I’m not quite that logical. In fact, some of my chapters are considerably smaller than others. Some of my articles are considerably longer, especially if I get on a tear and really start to rant.
They (who?) say your second million words are better than your first million. The first million is mostly crap, as I can attest. I suppose this theory is based in part on Malcolm Gladwell’s Outliers. This book explores the premise that in order to be good at anything, one must practice the activity for at least 10,000 hours. Roughly speaking, at 40 hours a week, that’s about ten years of work.
Translated to writing (I only WISH I had 40 hours a week to write!), a prolific writer might hit a million words in a few years. I decided to add up my words while waiting for a guy to give me a quote on replacing my fence.
While blogging at the ominous Orange Haze at the far end of the Internet, I probably wrote 1,000 words a day, sometimes more, sometimes less. In a little more than two years, I figure my word count for the Orange Bubble was around 500K. When I look back, much of it was not very “literary” but it was awfully damned fun.
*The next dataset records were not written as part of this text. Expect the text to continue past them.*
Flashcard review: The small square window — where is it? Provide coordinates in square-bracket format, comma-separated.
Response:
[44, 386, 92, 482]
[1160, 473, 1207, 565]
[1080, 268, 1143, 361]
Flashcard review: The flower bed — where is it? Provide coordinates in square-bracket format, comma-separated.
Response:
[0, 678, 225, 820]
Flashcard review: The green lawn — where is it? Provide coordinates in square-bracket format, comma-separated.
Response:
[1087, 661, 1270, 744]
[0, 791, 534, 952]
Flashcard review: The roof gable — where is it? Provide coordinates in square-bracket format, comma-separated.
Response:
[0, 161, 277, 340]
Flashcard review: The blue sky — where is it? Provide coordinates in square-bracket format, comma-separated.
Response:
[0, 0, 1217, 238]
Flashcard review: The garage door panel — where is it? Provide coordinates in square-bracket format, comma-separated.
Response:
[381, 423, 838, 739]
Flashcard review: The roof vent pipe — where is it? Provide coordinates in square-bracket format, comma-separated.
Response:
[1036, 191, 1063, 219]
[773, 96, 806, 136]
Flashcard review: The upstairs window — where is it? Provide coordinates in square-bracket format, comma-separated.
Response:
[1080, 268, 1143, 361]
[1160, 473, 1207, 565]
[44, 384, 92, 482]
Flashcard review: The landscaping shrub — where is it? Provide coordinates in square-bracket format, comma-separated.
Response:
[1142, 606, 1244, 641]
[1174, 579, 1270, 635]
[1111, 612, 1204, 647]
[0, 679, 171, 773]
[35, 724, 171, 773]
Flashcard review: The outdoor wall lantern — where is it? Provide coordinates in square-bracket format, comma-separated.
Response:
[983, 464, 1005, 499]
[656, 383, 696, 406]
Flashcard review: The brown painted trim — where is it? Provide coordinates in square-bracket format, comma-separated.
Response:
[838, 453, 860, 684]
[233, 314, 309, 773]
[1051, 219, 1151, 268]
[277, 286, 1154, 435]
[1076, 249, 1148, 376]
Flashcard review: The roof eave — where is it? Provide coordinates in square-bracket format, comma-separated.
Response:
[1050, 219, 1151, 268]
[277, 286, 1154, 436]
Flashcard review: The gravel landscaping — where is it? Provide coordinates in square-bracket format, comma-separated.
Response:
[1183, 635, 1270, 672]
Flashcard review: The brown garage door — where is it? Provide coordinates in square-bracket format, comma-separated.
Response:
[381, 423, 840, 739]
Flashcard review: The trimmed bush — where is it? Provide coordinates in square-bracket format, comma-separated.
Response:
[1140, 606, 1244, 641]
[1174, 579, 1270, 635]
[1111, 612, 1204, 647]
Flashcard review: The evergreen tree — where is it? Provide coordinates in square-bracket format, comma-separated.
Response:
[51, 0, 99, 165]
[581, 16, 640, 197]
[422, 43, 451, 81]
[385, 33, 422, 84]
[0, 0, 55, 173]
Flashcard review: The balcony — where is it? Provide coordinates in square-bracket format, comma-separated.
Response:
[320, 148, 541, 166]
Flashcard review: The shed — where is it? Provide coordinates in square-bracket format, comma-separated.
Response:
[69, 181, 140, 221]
Add to the early blogging one very large, epic, and completely unreadable novel of 175K, another around 100K, and a novella of 40K, and three WIP in the 20-40K range (they are all related to each other, so I’m doing them in tandem), my blog here, my work elsewhere, and we are talking about a substantial pile of words. If you toss on that stack everything I’ve ever written, including the folk songs of the 1970s, the 900 love letters of the 1980s (to my husband), and the myriad of letters to teachers excusing my kids for orthodontia and begging their forgiveness for my kids’ rowdiness in the 1990s, I’m fairly confident that my lifetime total word count is well over a million.
*sigh*
Now that it’s been established that I’m on my second million words, I think it’s time to concentrate on quality, not quantity. Although there is something positive to be said about an embarrassment of words. Too many, and you can cut. Too few, and you have to kick the imagination into gear to fill in those missing moments.
It’s also time to get serious. Which is why I’m now going back to my outline.